Rüttgers droht Personalnotstand

Der Rücktritt des rasenden NRW-Verkehrsministers Oliver Wittke offenbart vor allem eines: Der CDU unter Ministerpräsident Jürgen Rüttgers fehlen fähige Köpfe. Dabei gilt eine grundlegende Kabinettsreform in Düsseldorf längst als überfällig

AUS DÜSSELDORF ANDREAS WYPUTTA

Auf den Rücktritt seines Verkehrsministers Oliver Wittke reagierte Nordrhein-Westfalens Ministerpräsident Jürgen Rüttgers denkbar knapp. „Gedankt“ habe er seinem Parteifreund, lässt Christdemokrat Rüttgers mitteilen. „Über die Nachfolge wird zu gegebener Zeit entschieden“, heißt es zudem noch. Befeuert werden so Spekulationen, am Rhein stehe nun eine generelle Kabinettsreform bevor.

In Rüttgers’ schwarz-gelber Regierungskoalition war der Ausfall Wittkes schlicht nicht eingeplant: Völlig überraschend hatte der 42-Jährige am frühen Mittwochabend vor laufenden Fernsehkameras sein Amt zur Verfügung gestellt. Wittke war mit Informationen des WDR konfrontiert worden, nach denen er wegen Raserei bereits zum zweiten Mal innerhalb kurzer Zeit seinen Führerschein verloren hat. Nicht mehr tragbar war er damit, wurde Wittke nach halbstündiger Bedenkzeit klar. Schließlich hatte er bereits vergangene Woche kleinlaut einräumen müssen, dass er auch im November geblitzt wurde: Kurz vor dem Ortsausgangsschild des sauerländischen Meschede hatte die Polizei den Schirmherrn der Aktion „Runter vom Gas“ mit 109 Stundenkilometern erwischt. Erlaubt waren 50.

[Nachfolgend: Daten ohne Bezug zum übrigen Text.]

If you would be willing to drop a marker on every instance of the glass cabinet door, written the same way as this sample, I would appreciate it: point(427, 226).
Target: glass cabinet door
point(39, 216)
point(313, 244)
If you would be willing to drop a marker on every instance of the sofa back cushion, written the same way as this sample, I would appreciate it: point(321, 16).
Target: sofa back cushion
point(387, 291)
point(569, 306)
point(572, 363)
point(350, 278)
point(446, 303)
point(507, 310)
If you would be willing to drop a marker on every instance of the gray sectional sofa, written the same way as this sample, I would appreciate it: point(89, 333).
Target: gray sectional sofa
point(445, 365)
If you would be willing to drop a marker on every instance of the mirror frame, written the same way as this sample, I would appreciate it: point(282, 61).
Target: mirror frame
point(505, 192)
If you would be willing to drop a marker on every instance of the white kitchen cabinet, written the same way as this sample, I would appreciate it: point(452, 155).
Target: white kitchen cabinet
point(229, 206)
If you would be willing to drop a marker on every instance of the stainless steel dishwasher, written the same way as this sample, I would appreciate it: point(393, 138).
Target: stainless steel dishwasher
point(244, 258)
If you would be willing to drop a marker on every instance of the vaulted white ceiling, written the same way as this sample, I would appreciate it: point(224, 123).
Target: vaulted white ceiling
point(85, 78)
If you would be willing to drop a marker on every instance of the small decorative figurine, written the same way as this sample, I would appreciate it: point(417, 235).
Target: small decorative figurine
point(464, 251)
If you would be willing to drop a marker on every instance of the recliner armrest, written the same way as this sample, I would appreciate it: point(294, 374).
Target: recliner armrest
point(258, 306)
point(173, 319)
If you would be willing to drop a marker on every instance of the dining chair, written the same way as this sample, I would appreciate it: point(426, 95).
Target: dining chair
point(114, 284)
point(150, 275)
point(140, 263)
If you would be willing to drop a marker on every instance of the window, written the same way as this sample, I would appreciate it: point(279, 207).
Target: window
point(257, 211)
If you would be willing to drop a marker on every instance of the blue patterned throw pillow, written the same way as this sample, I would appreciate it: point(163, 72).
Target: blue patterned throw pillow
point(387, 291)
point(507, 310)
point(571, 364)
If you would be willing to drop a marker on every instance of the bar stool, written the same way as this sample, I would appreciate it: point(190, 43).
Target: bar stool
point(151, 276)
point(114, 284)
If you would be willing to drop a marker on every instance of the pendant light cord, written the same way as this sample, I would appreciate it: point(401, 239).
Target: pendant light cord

Dass Wittke seine zweimalige Raserei im Kabinett verschwieg, war auch Rüttgers zu viel. Jetzt rätselt Düsseldorf, wen der Regierungschef zum neuen Verkehrsminister machen könnte. Rüttgers Personaldecke ist dünn. In der CDU-Landtagsfraktion wird der Verkehrsexperte Bernd Schulte als möglicher Nachfolger gehandelt. In der Staatskanzlei aber gilt der unbekannte Hinterbänkler schlicht als nicht ministrabel.

Dabei ist der Personalnotstand typisch für das Kabinett Rüttgers, sogar für die gesamte nordrhein-westfälische CDU. Mangels geeigneten Kandidaten hält Rüttgers an seinen RessortchefInnen fest, mögen sie auch noch so angeschlagen sein: CDU-Umweltminister Eckhard Uhlenberg leugnete über Jahre eine Vergiftung des Trinkwassers aus der Ruhr. Seine Parteifreundin, Schulministerin Barbara Sommer, ließ Nordrhein-Westfalens SchülerInnen bei der Einführung des Zentralabiturs Mathematikaufgaben vorlegen, die mit den zur Verfügung gestellten Daten nicht lösbar waren. Und CDU-Justizministerin Roswitha Müller-Piepenkötter, politisch für den Foltermord im Jugendknast Siegburg verantwortlich, wird mit immer neuen Gewalttaten in den Gefängnissen konfrontiert.

Die wenigen Nachwuchstalente der Christdemokraten zieht es nach Berlin. Der CDU-Finanzpolitiker Volkmar Klein, in Düsseldorf als Ersatzmann für den 67-jährigen Finanzminister Helmut Linssen gehandelt, will in den Bundestag, ebenso Gesundheitsexperte Rudolf Henke. Selbst der Chef der nordrhein-westfälischen Jungen Union, Sven Volmering, glaubt nicht an eine Karriere am Rhein und setzt auf die Hauptstadt. Und der junge CDU-Generalsekretär Hendrik Wüst ist als Nachfolger des scheidenden Fraktionschefs Helmut Stahl bereits fest verplant.

Von Rüttgers’ Personalnot profitieren könnte deshalb ausgerechnet Oliver Wittke. Der Vorsitzende der CDU im Ruhrgebiet, der sein Landtagsmandat auf jeden Fall behalten will, präsentierte sich gestern auffallend gut gelaunt: Gut möglich, dass Rüttgers ihn nach den Landtagswahlen 2010 wieder braucht.